Little Journeys to the Homes of the Great - Volume 03: Little Journeys to the Homes of American Statesmen
1898
Little Journeys to the Homes of the Great - Volume 03: Little Journeys to the Homes of American Statesmen
1898
Hubbard opens with a boyhood memory that functions as both elegy and origin story. A group of boys construct a cabin in the woods, and amid their adventures, tragedy strikes: a boy named Skinny drowns. The surviving narrator retreats into nature's solitude, where he watches a father figure begin to write at the camp and glimpses something that will become his life's work - the attempt to capture the souls of great men. This volume then delivers biographical sketches of American statesmen: Washington, Franklin, Jefferson, and others.
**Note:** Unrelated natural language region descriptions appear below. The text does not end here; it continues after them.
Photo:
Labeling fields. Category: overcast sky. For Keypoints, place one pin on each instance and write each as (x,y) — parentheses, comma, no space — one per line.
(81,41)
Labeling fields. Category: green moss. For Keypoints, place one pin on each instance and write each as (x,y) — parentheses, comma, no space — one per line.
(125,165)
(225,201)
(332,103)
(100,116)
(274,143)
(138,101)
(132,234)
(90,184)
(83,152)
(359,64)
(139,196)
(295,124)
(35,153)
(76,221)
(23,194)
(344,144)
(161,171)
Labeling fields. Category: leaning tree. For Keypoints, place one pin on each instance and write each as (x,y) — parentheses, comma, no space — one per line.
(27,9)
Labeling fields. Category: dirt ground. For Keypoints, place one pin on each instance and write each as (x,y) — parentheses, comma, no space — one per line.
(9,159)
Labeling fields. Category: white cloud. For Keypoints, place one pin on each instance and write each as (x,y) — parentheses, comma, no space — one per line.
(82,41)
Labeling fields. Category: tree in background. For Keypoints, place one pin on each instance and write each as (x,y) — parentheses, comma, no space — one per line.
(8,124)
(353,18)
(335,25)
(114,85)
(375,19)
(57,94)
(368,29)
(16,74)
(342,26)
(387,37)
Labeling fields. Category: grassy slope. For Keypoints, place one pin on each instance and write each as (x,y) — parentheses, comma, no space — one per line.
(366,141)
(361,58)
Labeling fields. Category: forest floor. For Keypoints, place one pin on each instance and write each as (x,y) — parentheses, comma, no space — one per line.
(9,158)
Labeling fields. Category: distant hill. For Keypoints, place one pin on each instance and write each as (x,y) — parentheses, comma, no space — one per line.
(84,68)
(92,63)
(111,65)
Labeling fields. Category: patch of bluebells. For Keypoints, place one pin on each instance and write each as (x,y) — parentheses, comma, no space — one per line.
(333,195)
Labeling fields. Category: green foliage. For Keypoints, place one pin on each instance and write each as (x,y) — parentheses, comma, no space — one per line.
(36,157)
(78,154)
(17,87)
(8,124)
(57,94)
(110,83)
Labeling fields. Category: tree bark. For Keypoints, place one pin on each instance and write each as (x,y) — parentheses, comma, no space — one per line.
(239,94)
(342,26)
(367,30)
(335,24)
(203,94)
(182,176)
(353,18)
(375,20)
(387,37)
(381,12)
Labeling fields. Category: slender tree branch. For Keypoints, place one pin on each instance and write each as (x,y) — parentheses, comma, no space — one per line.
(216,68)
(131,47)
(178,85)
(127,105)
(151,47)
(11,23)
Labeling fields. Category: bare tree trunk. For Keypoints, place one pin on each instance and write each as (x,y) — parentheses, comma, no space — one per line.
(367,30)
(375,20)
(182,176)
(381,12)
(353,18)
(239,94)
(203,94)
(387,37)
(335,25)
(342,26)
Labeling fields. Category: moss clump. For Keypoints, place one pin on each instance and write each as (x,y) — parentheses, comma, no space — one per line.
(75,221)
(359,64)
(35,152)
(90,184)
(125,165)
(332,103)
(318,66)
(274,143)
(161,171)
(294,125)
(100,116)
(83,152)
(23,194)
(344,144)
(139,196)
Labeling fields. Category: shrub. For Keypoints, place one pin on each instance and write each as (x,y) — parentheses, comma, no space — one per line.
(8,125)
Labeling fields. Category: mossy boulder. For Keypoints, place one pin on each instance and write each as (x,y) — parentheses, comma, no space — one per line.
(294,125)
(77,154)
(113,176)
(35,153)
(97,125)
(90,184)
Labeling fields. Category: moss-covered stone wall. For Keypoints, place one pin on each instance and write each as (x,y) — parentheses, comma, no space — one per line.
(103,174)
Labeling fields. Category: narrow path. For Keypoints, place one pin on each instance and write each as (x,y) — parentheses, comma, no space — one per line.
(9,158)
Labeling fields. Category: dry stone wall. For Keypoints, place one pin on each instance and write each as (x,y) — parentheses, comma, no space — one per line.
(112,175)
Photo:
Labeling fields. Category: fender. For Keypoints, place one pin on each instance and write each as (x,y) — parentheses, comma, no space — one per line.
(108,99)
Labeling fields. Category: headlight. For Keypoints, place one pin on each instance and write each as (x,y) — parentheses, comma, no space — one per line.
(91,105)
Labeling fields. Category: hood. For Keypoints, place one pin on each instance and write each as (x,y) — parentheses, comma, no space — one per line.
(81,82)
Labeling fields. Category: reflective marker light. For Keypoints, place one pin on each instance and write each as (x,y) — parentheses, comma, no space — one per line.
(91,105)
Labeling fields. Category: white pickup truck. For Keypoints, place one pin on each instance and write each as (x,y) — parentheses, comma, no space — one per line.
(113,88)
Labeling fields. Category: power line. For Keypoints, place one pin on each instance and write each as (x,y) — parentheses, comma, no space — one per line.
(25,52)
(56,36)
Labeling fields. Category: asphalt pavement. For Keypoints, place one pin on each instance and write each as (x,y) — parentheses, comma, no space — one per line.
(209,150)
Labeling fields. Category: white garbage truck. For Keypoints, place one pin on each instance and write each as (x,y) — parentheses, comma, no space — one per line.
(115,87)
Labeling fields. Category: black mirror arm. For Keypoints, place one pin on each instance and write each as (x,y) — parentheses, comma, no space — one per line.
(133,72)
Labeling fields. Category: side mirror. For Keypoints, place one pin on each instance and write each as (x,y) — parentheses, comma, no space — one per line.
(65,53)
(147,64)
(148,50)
But these aren't conventional histories. Hubbard deliberately humanizes these marble figures, uncovering the private doubts, quirky habits, and emotional vulnerabilities that coexisted with their public greatness. The result feels less like textbook biography and more like sitting across from a charming eccentric who knew these men personally. The prose carries turn-of-the-century sentimentality and occasional purple patches, but there's genuine warmth in Hubbard's admiration and a persistent belief that understanding how great men lived as humans makes their achievements more meaningful. For readers who want their American history with the heroic varnish removed.